Investors in structured products are making the most bullish bets on equities in six years as they speculate an acceleration in global economic growth will boost corporate earnings, according to Deutsche Bank AG.
Notes betting on rising stocks accounted for $1.75 billion of trades on Switzerland’s Scoach exchange last month, compared with $693 million in April, according to data from Scoach. The bourse is Europe’s largest for structured products.
Growth in the world’s largest economy will increase to 3 percent or more in 2014, the fastest rate of expansion in the U.S. since at least 2005, according to projections by forecasting firms Moody’s Analytics Inc. and Macroeconomic Advisers in St. Louis. That’s giving investors the confidence to bet on products linked to asset appreciation rather than those offering leveraged returns or high interest rates.
“There’s been a change in attitude from investors wanting yield at all costs to wanting growth,” said Murray Roos, co-head of European equities at Deutsche Bank in London.
More than 3.8 billion Swiss francs ($4 billion) of structured products were traded on the Scoach in May, the most in 21 months, according to the exchange.

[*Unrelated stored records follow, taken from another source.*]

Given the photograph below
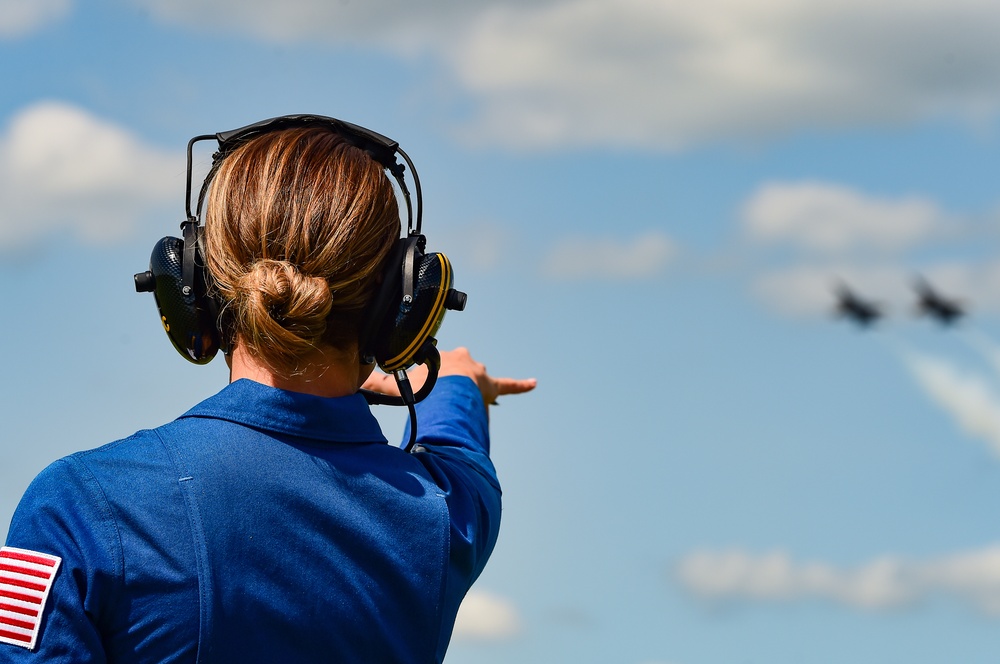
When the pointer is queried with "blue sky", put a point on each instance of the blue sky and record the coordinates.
(649, 204)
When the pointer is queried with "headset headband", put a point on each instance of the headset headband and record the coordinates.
(381, 148)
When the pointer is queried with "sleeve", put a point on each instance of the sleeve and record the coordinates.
(453, 444)
(63, 514)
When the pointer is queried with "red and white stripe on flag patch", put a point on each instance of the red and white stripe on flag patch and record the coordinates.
(25, 581)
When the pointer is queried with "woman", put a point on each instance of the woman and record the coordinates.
(271, 522)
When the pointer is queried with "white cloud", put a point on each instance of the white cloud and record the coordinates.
(610, 258)
(484, 616)
(833, 219)
(63, 170)
(21, 17)
(969, 398)
(883, 583)
(663, 75)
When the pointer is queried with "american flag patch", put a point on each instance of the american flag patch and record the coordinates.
(25, 580)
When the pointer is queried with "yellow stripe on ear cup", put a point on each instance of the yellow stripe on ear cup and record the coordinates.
(430, 323)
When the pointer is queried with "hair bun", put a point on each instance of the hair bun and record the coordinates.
(284, 304)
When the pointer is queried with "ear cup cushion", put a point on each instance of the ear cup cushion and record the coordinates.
(189, 320)
(406, 330)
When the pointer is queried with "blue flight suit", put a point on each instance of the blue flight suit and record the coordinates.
(265, 526)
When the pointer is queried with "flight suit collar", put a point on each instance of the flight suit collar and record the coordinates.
(341, 419)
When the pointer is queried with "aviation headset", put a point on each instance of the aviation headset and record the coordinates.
(397, 328)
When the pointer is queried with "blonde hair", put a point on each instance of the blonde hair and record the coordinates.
(298, 225)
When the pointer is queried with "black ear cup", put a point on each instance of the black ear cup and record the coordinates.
(424, 295)
(189, 318)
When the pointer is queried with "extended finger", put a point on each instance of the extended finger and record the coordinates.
(514, 385)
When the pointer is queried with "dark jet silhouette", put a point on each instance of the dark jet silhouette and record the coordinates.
(945, 310)
(849, 305)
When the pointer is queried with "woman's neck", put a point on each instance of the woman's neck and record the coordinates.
(329, 373)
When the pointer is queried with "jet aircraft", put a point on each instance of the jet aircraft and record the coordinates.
(931, 303)
(860, 311)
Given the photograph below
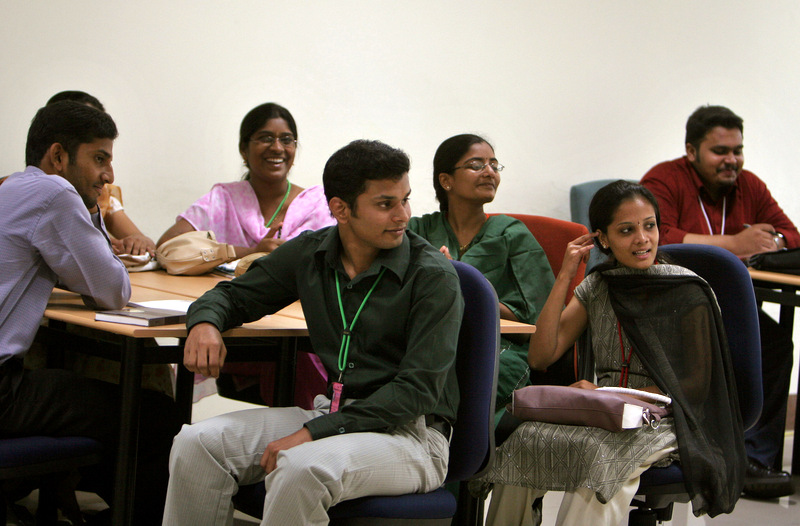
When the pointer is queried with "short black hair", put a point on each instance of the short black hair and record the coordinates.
(347, 171)
(444, 161)
(77, 96)
(705, 118)
(257, 118)
(68, 123)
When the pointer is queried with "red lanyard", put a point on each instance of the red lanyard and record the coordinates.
(626, 361)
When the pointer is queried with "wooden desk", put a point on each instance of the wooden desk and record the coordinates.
(129, 345)
(783, 289)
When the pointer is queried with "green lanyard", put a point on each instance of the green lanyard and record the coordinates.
(344, 348)
(280, 206)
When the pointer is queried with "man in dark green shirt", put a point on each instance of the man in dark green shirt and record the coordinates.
(383, 309)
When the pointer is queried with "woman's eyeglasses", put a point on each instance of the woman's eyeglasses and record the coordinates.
(268, 140)
(477, 166)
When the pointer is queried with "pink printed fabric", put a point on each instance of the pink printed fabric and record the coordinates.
(231, 211)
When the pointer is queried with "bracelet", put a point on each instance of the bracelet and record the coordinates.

Securities known as participation certificates, which typically replicate gains in an underlying asset, accounted for about half of the traded volume.
The Stoxx Europe 600 Index climbed for a 12th consecutive month in May, the longest period of gains since 1997, reaching a five-year high of 311.07 on May 22. The index has since fallen 5 percent on concern the Federal Reserve could reduce asset purchases if the U.S. employment outlook shows a sustainable improvement.

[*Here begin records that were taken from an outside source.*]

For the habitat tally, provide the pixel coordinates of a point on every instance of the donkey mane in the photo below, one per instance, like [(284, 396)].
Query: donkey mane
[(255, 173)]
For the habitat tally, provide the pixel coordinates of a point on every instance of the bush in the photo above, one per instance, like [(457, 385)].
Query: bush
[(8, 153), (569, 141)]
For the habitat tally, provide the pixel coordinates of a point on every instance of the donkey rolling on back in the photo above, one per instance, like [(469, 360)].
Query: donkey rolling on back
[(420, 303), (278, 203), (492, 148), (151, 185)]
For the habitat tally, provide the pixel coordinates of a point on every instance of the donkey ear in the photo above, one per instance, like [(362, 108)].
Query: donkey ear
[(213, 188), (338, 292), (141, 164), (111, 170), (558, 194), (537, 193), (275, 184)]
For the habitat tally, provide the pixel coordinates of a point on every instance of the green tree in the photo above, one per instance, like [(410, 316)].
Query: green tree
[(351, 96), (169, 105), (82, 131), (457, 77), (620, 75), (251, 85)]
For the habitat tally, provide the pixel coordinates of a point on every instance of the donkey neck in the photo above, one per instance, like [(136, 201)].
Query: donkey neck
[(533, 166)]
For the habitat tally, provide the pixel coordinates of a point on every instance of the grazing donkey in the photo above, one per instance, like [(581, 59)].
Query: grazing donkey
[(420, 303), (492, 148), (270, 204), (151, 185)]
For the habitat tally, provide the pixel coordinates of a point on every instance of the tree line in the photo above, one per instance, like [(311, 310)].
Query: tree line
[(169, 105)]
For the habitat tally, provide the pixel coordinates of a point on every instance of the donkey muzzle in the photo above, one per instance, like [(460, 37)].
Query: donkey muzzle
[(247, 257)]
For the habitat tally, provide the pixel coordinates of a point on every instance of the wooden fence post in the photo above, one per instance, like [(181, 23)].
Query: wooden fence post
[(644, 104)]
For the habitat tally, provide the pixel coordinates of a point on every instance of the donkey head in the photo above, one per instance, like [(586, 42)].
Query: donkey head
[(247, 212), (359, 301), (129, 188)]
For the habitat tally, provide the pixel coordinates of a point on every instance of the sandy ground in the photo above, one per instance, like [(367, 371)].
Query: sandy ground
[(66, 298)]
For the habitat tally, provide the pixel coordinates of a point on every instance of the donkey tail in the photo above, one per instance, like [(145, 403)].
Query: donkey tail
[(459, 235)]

“When markets are more bullish and equities are rising, investors are more likely to feel comfortable in going long via participation structures,” said Dominique Boehler, head of derivative public distribution and exchange-traded funds at Commerzbank AG in Zurich.
Investors in Germany’s 100 billion-euro structured products market are also increasing bullish bets, according to Deutscher Derivate Verband, the country’s derivatives association that compiles data from 17 banks including Barclays Plc, Citigroup Inc. and Goldman Sachs Group Inc.

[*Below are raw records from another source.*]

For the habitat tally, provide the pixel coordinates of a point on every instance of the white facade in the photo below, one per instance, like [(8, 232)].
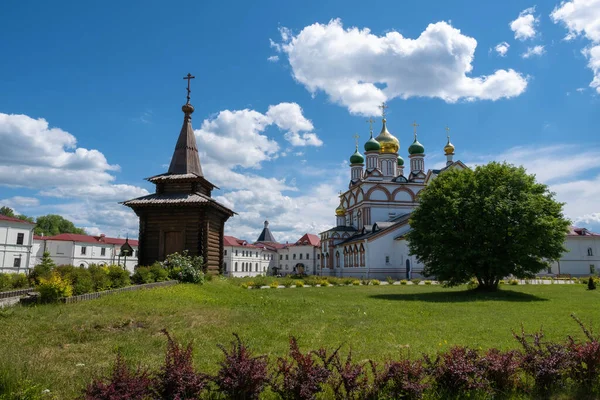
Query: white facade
[(582, 257), (16, 238), (83, 250)]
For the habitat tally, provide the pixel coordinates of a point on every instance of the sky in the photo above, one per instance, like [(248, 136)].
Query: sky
[(91, 95)]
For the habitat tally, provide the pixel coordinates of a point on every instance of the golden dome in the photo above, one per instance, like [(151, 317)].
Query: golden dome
[(389, 144), (449, 148)]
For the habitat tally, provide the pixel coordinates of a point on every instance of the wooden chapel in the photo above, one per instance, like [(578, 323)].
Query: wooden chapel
[(181, 214)]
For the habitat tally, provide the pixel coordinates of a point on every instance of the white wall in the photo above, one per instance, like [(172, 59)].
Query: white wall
[(10, 250)]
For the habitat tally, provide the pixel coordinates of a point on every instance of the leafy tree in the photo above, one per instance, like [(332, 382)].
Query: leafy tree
[(52, 224), (9, 212), (486, 224)]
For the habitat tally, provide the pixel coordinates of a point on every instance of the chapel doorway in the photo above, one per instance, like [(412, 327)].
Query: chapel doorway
[(173, 242)]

Trading in participation products in Germany reached 587 million euros ($770 million) in April, a 25 percent rise from the previous month, data from the DDV show. By contrast, turnover of capital-protected certificates, which investors buy to seek shelter from price declines in underlying assets, fell 15 percent to 95.2 million euros.
“For a long period investors only wanted capital-protected notes due to fear of inflation,” said Andrea Vathje, the Frankfurt-based head of advisory sales for Germany, Luxembourg and Austria at Vontobel Holding AG. “But now, more of the volume is invested in short-dated bullish equity-linked notes.”